IHK-Chef Jürgen Steinmetz findet die Lage „katastrophal. Das ist ein Fiasko für das Gewerbe und den gesamten Wirtschaftsstandort beidseits des Rheins.“ Er fordert, schnell pragmatische Lösungen zu finden.

Foto: IHK Mittlerer Niederrhein

Aus dem Düsseldorfer Rathaus heißt es, die Hochstraße dürfe bereits seit Ende März 2020 nur noch von Fahrzeugen mit einem Gesamtgewicht von bis zu 30 Tonnen befahren werden, „zusätzlich wurde in beiden Fahrtrichtungen die Nutzung der linken und mittleren Fahrspuren für Fahrzeuge über 3,5 Tonnen untersagt.“ Erst kürzlich ging eine Öffentlichkeitsbeteiligung zur Zukunft der Hochstraße zu Ende, ein Tunnelneubau an der Stelle wird in Betracht gezogen.

Die Verkehrslage zwischen Neuss und Düsseldorf ist angespannt, nach den Herbstferien dürfte es noch schlimmer werden.

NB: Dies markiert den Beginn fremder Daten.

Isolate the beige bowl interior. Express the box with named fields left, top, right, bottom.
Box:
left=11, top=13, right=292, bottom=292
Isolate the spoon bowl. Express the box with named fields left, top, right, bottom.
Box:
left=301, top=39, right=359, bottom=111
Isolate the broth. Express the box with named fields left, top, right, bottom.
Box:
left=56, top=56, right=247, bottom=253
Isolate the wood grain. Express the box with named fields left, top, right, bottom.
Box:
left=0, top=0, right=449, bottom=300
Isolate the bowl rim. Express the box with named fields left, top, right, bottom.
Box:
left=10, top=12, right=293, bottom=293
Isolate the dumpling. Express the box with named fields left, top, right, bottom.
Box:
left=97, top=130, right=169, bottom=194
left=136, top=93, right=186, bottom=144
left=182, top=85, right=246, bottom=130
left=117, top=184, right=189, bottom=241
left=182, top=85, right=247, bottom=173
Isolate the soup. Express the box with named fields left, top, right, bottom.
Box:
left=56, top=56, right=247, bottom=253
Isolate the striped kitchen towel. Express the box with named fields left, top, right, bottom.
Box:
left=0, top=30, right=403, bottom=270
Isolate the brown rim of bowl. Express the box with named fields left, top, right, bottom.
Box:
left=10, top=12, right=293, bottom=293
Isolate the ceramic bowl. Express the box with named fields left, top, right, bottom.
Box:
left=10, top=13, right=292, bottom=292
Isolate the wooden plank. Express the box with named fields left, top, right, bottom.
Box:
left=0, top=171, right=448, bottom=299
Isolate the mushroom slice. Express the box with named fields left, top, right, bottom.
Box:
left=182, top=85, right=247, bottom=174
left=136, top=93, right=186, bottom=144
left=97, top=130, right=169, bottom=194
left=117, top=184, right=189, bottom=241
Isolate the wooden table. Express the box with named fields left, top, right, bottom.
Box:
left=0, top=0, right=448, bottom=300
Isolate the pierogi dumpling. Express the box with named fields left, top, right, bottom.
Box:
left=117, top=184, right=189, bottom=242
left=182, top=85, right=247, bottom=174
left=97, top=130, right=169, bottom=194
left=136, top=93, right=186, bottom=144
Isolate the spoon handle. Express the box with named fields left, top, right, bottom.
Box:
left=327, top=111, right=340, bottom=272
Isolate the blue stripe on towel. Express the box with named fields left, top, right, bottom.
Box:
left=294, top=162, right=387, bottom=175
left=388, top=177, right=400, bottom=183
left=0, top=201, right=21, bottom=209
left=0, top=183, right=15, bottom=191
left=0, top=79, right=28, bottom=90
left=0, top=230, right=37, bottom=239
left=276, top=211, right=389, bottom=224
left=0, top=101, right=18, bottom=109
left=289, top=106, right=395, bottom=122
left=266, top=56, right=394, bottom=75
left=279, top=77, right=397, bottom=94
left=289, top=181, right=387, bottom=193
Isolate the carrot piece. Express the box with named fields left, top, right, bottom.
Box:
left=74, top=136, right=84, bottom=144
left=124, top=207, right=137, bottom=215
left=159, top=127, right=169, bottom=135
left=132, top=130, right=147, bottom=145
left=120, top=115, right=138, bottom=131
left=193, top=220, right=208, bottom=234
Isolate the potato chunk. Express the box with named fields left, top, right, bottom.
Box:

Die derzeitig offiziell ausgeschilderte Umleitung des Schwerlastverkehrs von der Kardinal-Frings-Brücke führt über die Fleher Brücke auf der A46 an der Anschlussstelle Uedesheim. Dass es durch die Ablastung der Südbrücke zu Verkehrsbeeinträchtigungen auch im erweiterten Raum komme, sei nicht zu vermeiden, sie so gering wie möglich zu halten das erklärte Ziel, weiß Huth.

Die Lieferverkehre hatten vom Neusser bis zum Düsseldorfer Hafen bislang eine Strecke von acht Kilometern zurückzulegen, jetzt sind es 20 – über bereits zuvor stark belastete Strecken. Die IHK moniert, dass dies für Spediteure mehr Sprit, mehr Fahrzeugeinsatz, mehr Personaleinsatz, mehr Kosten bedeute. „Und das in einer Zeit, in der der Personalmangel gravierend ist und große Anstrengungen für den Klimaschutz unternommen werden“, gibt Steinmetz zu bedenken.

50 km/h und Schwerlastverkehr: So wird die Josef-Kardinal-Frings-Brücke eine ganze Weile nicht mehr aussehen...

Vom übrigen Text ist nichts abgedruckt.